Este lunes, un trágico accidente aéreo involucró a un avión Hércules C-130 de la Fuerza Aeroespacial Colombiana (FAC) en Puerto Leguízamo, una localidad del departamento de Putumayo. El siniestro dejó un saldo devastador de 66 personas fallecidas, entre ellas 58 pertenecientes al Ejército Nacional, seis miembros de la tripulación de la FAC y dos policías. Además, se reportaron cuatro desaparecidos y un militar ileso, mientras que el número total de heridos se redujo a 57.
El comandante de las Fuerzas Militares, general Hugo Alejandro López, confirmó que la aeronave transportaba a un total de 128 personas en el momento del accidente. Entre los miembros de la tripulación que perdieron la vida se encontraban el teniente coronel Juan Pablo Amador Pinilla, el mayor Jaime Alexander Fernández Camargo, la mayor Natalia Rojas Velandia, el sargento Julián David González Herrera, y los técnicos Javier Fernando Méndez Torres y Jhonathan Stid Pinzón Reyes. Por otro lado, las víctimas policiales fueron identificadas como el subintendente Ariel Leonardo Villota Guevara y el patrullero Carlos Elías de la Cruz Gutiérrez.
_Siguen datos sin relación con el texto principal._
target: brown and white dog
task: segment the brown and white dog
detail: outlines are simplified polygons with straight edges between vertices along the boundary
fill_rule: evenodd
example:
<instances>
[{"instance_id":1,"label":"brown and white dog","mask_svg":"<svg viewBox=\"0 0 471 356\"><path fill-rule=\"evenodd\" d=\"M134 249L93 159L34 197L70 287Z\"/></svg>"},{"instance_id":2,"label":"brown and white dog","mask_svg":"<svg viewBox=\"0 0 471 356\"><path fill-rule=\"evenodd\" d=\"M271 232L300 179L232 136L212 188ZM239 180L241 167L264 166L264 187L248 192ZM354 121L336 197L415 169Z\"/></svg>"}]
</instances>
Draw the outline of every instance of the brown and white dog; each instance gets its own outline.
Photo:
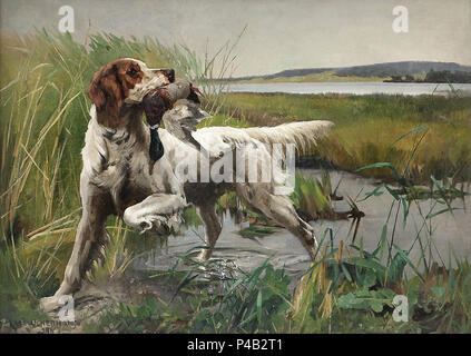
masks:
<instances>
[{"instance_id":1,"label":"brown and white dog","mask_svg":"<svg viewBox=\"0 0 471 356\"><path fill-rule=\"evenodd\" d=\"M249 182L248 179L181 181L176 175L178 164L188 157L198 160L200 152L165 129L158 129L165 154L150 165L149 127L143 120L143 98L150 90L171 82L174 77L171 69L149 69L135 59L112 61L94 76L88 87L92 106L80 175L82 216L63 280L52 297L41 299L43 309L56 309L61 296L80 288L86 271L101 257L102 247L109 239L106 233L109 215L120 216L128 226L143 231L154 229L168 234L181 222L181 210L193 204L204 224L207 244L197 258L208 259L222 230L216 201L228 189L293 233L311 257L314 256L313 228L297 216L287 195L274 194L281 185L276 179L265 182ZM186 100L177 101L170 113L188 115L195 109L190 106ZM257 170L263 171L273 158L267 144L291 142L301 149L326 135L331 126L330 121L306 121L269 128L210 127L198 129L193 137L212 157L248 144L251 151L246 155L253 155L255 149Z\"/></svg>"}]
</instances>

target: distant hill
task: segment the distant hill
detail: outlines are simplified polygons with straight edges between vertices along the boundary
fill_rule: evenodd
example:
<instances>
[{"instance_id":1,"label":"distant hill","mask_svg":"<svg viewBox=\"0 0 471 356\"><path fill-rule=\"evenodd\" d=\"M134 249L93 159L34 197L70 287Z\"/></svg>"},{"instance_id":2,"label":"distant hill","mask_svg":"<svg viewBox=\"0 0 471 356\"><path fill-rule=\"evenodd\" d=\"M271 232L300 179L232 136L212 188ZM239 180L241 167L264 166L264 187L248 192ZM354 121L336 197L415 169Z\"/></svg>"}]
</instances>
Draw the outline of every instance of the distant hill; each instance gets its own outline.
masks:
<instances>
[{"instance_id":1,"label":"distant hill","mask_svg":"<svg viewBox=\"0 0 471 356\"><path fill-rule=\"evenodd\" d=\"M367 66L353 67L331 67L331 68L304 68L304 69L288 69L274 75L266 76L247 76L239 78L224 79L225 81L281 81L286 78L288 81L305 81L303 78L333 78L338 77L356 77L357 80L367 78L393 78L393 77L415 77L425 78L431 71L435 72L465 72L471 75L471 66L462 66L454 62L431 62L431 61L402 61L375 63ZM330 76L322 77L322 73ZM297 80L298 79L298 80ZM346 79L346 78L345 78ZM315 81L315 80L314 80ZM326 81L330 81L326 79Z\"/></svg>"}]
</instances>

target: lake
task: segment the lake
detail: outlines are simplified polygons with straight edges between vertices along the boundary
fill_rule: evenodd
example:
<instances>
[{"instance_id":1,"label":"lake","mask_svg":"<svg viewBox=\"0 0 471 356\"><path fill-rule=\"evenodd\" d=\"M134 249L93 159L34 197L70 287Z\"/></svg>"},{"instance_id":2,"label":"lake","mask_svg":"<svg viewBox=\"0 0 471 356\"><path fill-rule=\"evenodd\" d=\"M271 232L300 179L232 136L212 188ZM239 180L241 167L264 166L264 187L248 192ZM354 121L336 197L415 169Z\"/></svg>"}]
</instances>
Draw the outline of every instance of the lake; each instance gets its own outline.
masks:
<instances>
[{"instance_id":1,"label":"lake","mask_svg":"<svg viewBox=\"0 0 471 356\"><path fill-rule=\"evenodd\" d=\"M471 96L471 83L453 83L461 96ZM285 93L352 93L352 95L452 95L448 83L428 82L271 82L233 83L226 92L285 92Z\"/></svg>"},{"instance_id":2,"label":"lake","mask_svg":"<svg viewBox=\"0 0 471 356\"><path fill-rule=\"evenodd\" d=\"M301 169L301 171L305 176L321 177L321 170L318 169ZM372 191L376 187L374 179L363 178L350 172L332 170L330 175L333 187L341 181L338 194L345 199L346 197L354 199L356 196L363 198L366 192ZM464 190L469 191L469 185ZM469 258L471 256L471 218L467 208L469 208L470 198L470 196L467 196L464 199L454 199L452 202L452 207L455 209L453 214L444 212L435 216L432 220L428 219L426 226L423 226L424 219L421 211L424 215L431 211L436 212L443 209L441 205L432 208L430 200L423 200L420 204L421 211L415 205L412 205L405 222L402 208L400 208L394 231L394 244L402 249L410 249L409 257L413 263L420 259L422 248L425 250L428 260L434 260L439 264L444 263L448 265L450 257L453 263L454 256L460 259ZM360 243L360 237L363 237L365 250L374 250L384 225L387 225L387 239L390 240L394 229L394 217L398 207L396 205L394 206L393 215L387 221L392 201L391 195L385 192L357 202L360 210L364 211L365 217L361 220L359 227L356 245ZM336 201L335 206L338 211L350 209L345 200ZM341 240L346 243L346 245L352 243L353 229L350 231L350 220L318 220L310 224L314 227L318 239L321 239L327 228L331 228L333 230L333 246L335 247L338 246ZM278 268L284 267L286 274L293 277L293 284L308 268L311 259L306 250L297 238L287 230L279 228L273 235L249 239L237 234L239 228L241 226L235 224L228 214L225 215L223 218L223 231L214 253L215 258L230 261L243 270L253 270L266 258L272 257L272 264ZM431 235L428 234L428 229L432 231ZM418 230L421 231L420 240L416 239ZM169 237L165 247L156 246L150 251L144 251L134 261L134 268L137 270L167 270L174 266L178 256L190 248L204 245L202 241L203 236L203 226L195 229L184 229L183 236ZM326 238L324 244L330 244L330 239ZM354 253L353 249L351 251ZM187 267L180 266L180 268L186 269Z\"/></svg>"}]
</instances>

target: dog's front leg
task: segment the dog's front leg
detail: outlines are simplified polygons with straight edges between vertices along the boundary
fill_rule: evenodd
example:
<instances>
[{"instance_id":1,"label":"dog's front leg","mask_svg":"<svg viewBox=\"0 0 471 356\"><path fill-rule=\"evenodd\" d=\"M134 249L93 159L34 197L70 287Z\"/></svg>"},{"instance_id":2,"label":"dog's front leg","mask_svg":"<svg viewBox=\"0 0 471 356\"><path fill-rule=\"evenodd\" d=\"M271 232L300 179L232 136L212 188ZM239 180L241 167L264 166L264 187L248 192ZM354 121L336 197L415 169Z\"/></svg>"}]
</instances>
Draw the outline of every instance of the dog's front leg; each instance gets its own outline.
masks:
<instances>
[{"instance_id":1,"label":"dog's front leg","mask_svg":"<svg viewBox=\"0 0 471 356\"><path fill-rule=\"evenodd\" d=\"M151 180L161 192L128 207L122 219L143 233L151 229L159 235L174 234L183 222L181 212L187 204L183 186L165 156L154 165Z\"/></svg>"},{"instance_id":2,"label":"dog's front leg","mask_svg":"<svg viewBox=\"0 0 471 356\"><path fill-rule=\"evenodd\" d=\"M72 254L66 267L63 280L52 297L41 299L41 307L51 312L60 306L60 298L71 295L80 288L81 280L92 263L102 257L101 247L108 241L105 225L111 212L111 200L108 192L92 186L82 177L80 180L82 215L77 227Z\"/></svg>"},{"instance_id":3,"label":"dog's front leg","mask_svg":"<svg viewBox=\"0 0 471 356\"><path fill-rule=\"evenodd\" d=\"M185 198L173 194L153 194L141 202L125 210L122 219L126 225L140 231L154 230L159 235L175 234L186 206Z\"/></svg>"}]
</instances>

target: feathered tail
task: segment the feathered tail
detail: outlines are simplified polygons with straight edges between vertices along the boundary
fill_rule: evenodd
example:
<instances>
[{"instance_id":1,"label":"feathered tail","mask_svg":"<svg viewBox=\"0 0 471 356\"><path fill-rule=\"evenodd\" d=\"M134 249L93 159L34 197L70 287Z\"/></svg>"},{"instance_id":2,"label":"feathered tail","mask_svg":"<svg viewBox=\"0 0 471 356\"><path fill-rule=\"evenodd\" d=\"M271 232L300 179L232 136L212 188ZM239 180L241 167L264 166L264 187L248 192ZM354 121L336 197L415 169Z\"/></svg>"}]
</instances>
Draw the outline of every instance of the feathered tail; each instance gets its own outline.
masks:
<instances>
[{"instance_id":1,"label":"feathered tail","mask_svg":"<svg viewBox=\"0 0 471 356\"><path fill-rule=\"evenodd\" d=\"M334 123L331 121L298 121L274 127L251 127L244 131L265 144L295 144L301 152L308 151L313 144L326 136Z\"/></svg>"}]
</instances>

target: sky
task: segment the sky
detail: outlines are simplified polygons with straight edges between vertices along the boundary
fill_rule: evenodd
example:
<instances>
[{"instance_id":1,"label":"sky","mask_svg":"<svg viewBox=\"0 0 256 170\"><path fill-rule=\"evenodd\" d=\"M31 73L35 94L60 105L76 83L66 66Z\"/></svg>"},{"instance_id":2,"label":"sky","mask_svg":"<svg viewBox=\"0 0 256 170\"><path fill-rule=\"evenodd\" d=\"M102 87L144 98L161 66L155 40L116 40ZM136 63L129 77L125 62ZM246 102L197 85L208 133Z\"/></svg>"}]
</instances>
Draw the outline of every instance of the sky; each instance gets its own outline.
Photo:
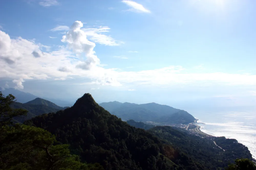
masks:
<instances>
[{"instance_id":1,"label":"sky","mask_svg":"<svg viewBox=\"0 0 256 170\"><path fill-rule=\"evenodd\" d=\"M0 87L37 96L256 105L256 1L0 2Z\"/></svg>"}]
</instances>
La FAC informó que 57 militares fueron rescatados y evacuados tras el siniestro. De ellos, ocho fueron trasladados a Florencia, la capital del vecino departamento de Caquetá, mientras que otros 49 fueron llevados a Bogotá para recibir atención médica. De los heridos en la capital, 19 están recibiendo tratamiento en el Hospital Militar y otros 30 han sido atendidos en el Batallón de Sanidad Militar debido a lesiones que no revisten gravedad.
El accidente ocurrió poco después del despegue del aeropuerto de Puerto Leguízamo, cuando la aeronave se precipitó a tierra e incendiándose en una zona selvática de difícil acceso. Las causas del siniestro aún se desconocen y están siendo objeto de investigación. El ministro de Defensa, Pedro Sánchez Suárez, quien es general retirado de la FAC, aseguró que se llevará a cabo una investigación rigurosa y transparente para esclarecer los hechos. El país conocerá la verdad, afirmó.
Tras el accidente, surgieron discrepancias iniciales sobre las cifras de víctimas y ocupantes. Por esta razón, las autoridades solicitaron a los ciudadanos y medios de comunicación que se apegaran a la información oficial mientras se verificaban los datos.
El ministro Sánchez también expresó su profundo pesar por las pérdidas humanas ocasionadas por este trágico evento. No son cifras, son vidas; son padres, madres, hijos e hijas que hoy dejan un vacío irreparable en sus familias y en todo el país, subrayó conmovido por la magnitud del desastre. La identificación de los cuerpos continúa en proceso mientras se brinda apoyo a las familias afectadas por esta tragedia nacional.